Raea didn’t bother to hide the smile that crept over her face. Ah, Aliya was such a sweetheart, so eager to be helpful. She might be so willing that she could help Raea win a certain bet with a Summer Fairy. Yeah, this was going to work out just fine. For all of them.
“He’s wishing for things that I know you haven’t done with him!” Raea laughed. “But that’s just the point. Even if I thought it might be a good idea—and it’s not—there’s no way I can grant his earthy wishes.”
Aliya nodded, her head dipping into the water. “I know. But what am I to do? You know what they say can happen!”
“You can’t seriously believe all those stories about the Old Revenge? Is that what you’re worried about?”
“Of course I believe them; every mermaid does. We don’t dare doubt it! Maybe you don’t know, but long, long ago humans used to come out here and hunt us! The men thought we were like their women, I suppose, but…Oh, the stories sound just horrible!”
“So the Old Revenge was created to protect you.”
“Protect us, yes, but also to punish the humans. It was intended they suffer.”
“Then you’ll just have to explain to your council—or whatever you call your head merfolk—that he doesn’t need punishing. Tell them not to engage the Old Revenge on him.”
“It won’t matter. No one engages it; it engages on its own. When a human believes we are real, when he develops an obsession that will bring him to hunt for us, the Old Revenge engages itself. It just happens.”
“What? Without Fairy Dust? I don’t think that’s even possible.”
“What if it is? I should never have…but I didn’t think that he would…and it seemed so…”
“Okay, now just paddle back up to the surface and calm down,” Raea coaxed. “I don’t think we need to let our handsome victim suffer his way to a watery grave.”
“But they say that’s what happens! We become their obsession; they no longer want to live. The Old Revenge will take over and he’ll think of nothing but his obsession. He’ll give up his life on the land and come out here to
find me! But the Old Revenge makes him blind to us. I could be right there with him and he’d never know it! He’ll search and he’ll search without eating or drinking, until he breathes his last breath. Oh Raea, he’ll die in the lake, and it’s all my fault.”

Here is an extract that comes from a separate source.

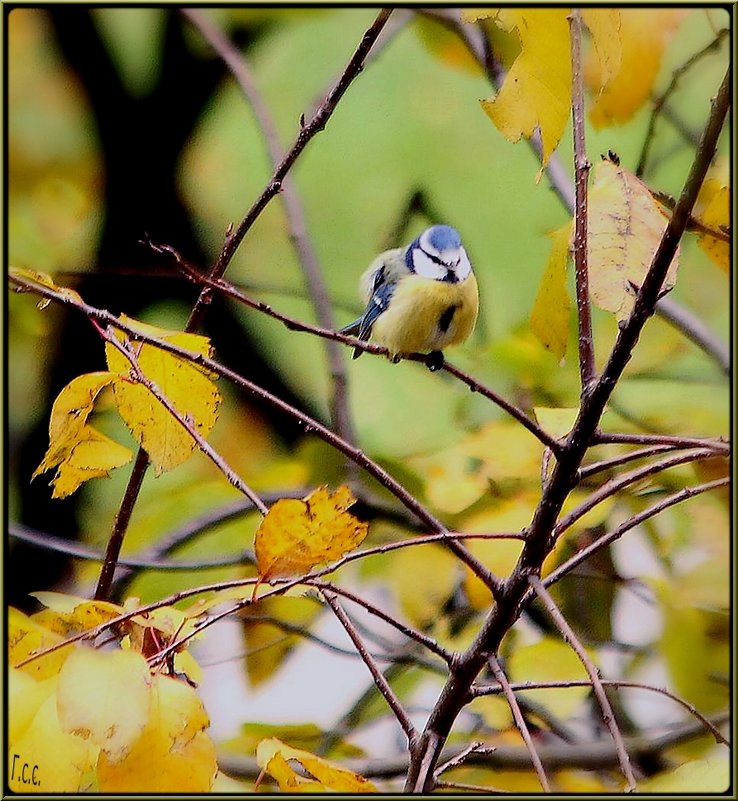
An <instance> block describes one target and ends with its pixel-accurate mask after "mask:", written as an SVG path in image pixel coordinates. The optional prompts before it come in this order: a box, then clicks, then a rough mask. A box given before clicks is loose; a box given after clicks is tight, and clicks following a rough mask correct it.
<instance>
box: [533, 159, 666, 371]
mask: <svg viewBox="0 0 738 801" xmlns="http://www.w3.org/2000/svg"><path fill="white" fill-rule="evenodd" d="M667 223H668V218H667V216H666V214H665V213H664V211H663V209H662V207H661V206H660V205H659V204H658V203H657V202H656V200H655V199H654V197H653V195H652V194H651V192H650V190H649V189H648V187H647V186H646V185H645V184H644V183H643V182H642V181H641V180H640V179H638V178H637V177H636V176H635V175H633V174H632V173H631V172H629V171H628V170H626V169H624V168H623V167H621V166H620V165H619V164H617V163H616V162H615V161H613V160H612V159H610V158H607V159H603V160H602V161H600V162H599V163H598V164H597V166H596V167H595V170H594V179H593V182H592V187H591V189H590V191H589V197H588V226H587V227H588V232H587V266H588V273H589V289H590V296H591V298H592V301H593V302H594V303H595V304H596V305H597V306H598V307H599V308H601V309H604V310H605V311H609V312H612V313H613V314H614V315H615V317H616V318H617V320H618V322H620V321H622V320H625V319H627V317H628V315H629V314H630V312H631V311H632V309H633V302H634V299H635V293H636V291H637V289H638V288H639V287H640V286H641V283H642V282H643V279H644V278H645V276H646V273H647V272H648V269H649V267H650V266H651V262H652V261H653V257H654V255H655V253H656V250H657V248H658V246H659V243H660V241H661V237H662V236H663V233H664V230H665V229H666V226H667ZM572 230H573V223H572V222H571V221H570V222H569V223H567V224H566V225H564V226H562V227H561V228H559V229H558V230H557V231H555V232H554V233H553V234H552V235H551V239H552V247H551V253H550V256H549V260H548V264H547V265H546V269H545V271H544V274H543V278H542V279H541V284H540V287H539V290H538V295H537V297H536V300H535V303H534V305H533V310H532V312H531V318H530V323H531V328H532V329H533V332H534V334H535V335H536V336H537V337H538V339H539V340H540V342H541V344H542V345H543V346H544V347H545V348H546V349H547V350H549V351H551V353H553V354H554V356H556V357H557V358H558V359H562V358H563V357H564V355H565V353H566V347H567V342H568V339H569V318H570V310H571V304H570V302H569V298H568V293H567V288H566V264H567V261H568V258H569V249H570V245H569V240H570V237H571V233H572ZM678 265H679V249H677V252H676V255H675V256H674V259H673V260H672V262H671V265H670V266H669V269H668V272H667V274H666V278H665V280H664V283H663V285H662V289H663V290H664V291H666V290H669V289H671V288H672V287H673V286H674V283H675V282H676V274H677V268H678Z"/></svg>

Raea risked touching her friend’s wet hair. She didn’t really like wetness, but she liked Aliya. Odd creature to make her friend, but they’d known each other so many years now she couldn’t even recall what had first brought them together. Well, maybe she could do a good deed for her friend today.

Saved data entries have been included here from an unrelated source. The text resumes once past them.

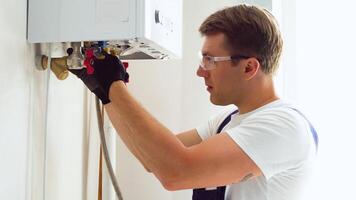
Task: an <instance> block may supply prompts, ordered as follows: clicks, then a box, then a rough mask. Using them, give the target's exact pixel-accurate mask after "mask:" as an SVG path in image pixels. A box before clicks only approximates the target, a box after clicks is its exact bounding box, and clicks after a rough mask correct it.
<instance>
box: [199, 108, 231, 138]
mask: <svg viewBox="0 0 356 200" xmlns="http://www.w3.org/2000/svg"><path fill="white" fill-rule="evenodd" d="M234 110H236V108H229V109H227V110H225V111H222V112H220V113H219V114H217V115H215V116H213V117H211V118H210V119H209V120H208V121H207V122H206V123H204V124H201V125H200V126H198V127H196V128H195V129H196V130H197V132H198V135H199V136H200V138H201V139H202V140H205V139H207V138H208V137H211V136H213V135H215V134H216V132H217V130H218V128H219V125H220V124H221V123H222V121H224V119H225V118H226V117H227V116H228V115H229V114H231V113H232V112H233V111H234Z"/></svg>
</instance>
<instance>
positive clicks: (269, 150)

“He won’t have to die. Now pop back up into the nice, dry air and let me finish. I have a proposition.”
Aliya’s pale green eyes widened and she hoisted herself higher out of the water. “A proposition?”

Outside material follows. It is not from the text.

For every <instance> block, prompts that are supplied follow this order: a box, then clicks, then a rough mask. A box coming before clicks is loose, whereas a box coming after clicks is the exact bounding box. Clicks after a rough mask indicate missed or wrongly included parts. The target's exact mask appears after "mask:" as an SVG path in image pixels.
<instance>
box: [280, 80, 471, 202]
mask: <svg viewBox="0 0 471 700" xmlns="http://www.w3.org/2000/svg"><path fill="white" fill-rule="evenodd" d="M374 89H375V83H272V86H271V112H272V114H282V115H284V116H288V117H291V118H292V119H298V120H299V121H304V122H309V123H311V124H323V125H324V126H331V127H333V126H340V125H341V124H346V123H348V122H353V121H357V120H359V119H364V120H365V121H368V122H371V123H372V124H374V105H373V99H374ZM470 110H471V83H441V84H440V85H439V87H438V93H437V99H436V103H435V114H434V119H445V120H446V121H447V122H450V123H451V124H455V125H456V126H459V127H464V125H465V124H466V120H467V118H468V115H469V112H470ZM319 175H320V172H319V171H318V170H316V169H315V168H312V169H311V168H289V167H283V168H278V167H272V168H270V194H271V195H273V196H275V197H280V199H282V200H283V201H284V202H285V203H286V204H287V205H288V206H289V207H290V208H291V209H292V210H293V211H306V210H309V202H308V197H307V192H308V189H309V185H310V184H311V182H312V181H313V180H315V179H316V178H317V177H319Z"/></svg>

“Yes. I don’t usually go outside my boundaries, you know, but I’m not altogether powerless in the wish department.”
Hope washed over Aliya’s face and Raea was glad she could offer something positive.
“What is the best way—the only way—to cure a man’s obsession?” she asked the bobbing mermaid.
Aliya shrugged. “I didn’t know you could.”
“Of course you can. I see humans do it all the time.”
“Then how?”
“By giving it to him.”
“What?”
“Give the man his obsession, and almost immediately he will lose interest in it and start wanting something else.”
Aliya blinked at her, confused. Raea would have to go ahead and spell it out.
“If I give you to him—for one day—the obsession will be broken. He will go back to his life on the land and think nothing more of you. You will go back to your life here in the water and not have to worry about him. Everything will be just like it was, and no one will die. How does that sound?”
A bright smile lit up the mermaid’s pale, translucent skin. She was really quite pretty, for a mermaid, and for just a second there Raea could maybe understand what this Devin guy saw in her. Aside from the fact that half of her was a fish. That still seemed a bit unnatural, but Raea had been granting wishes long enough to know humans had a lot of kinky fantasies.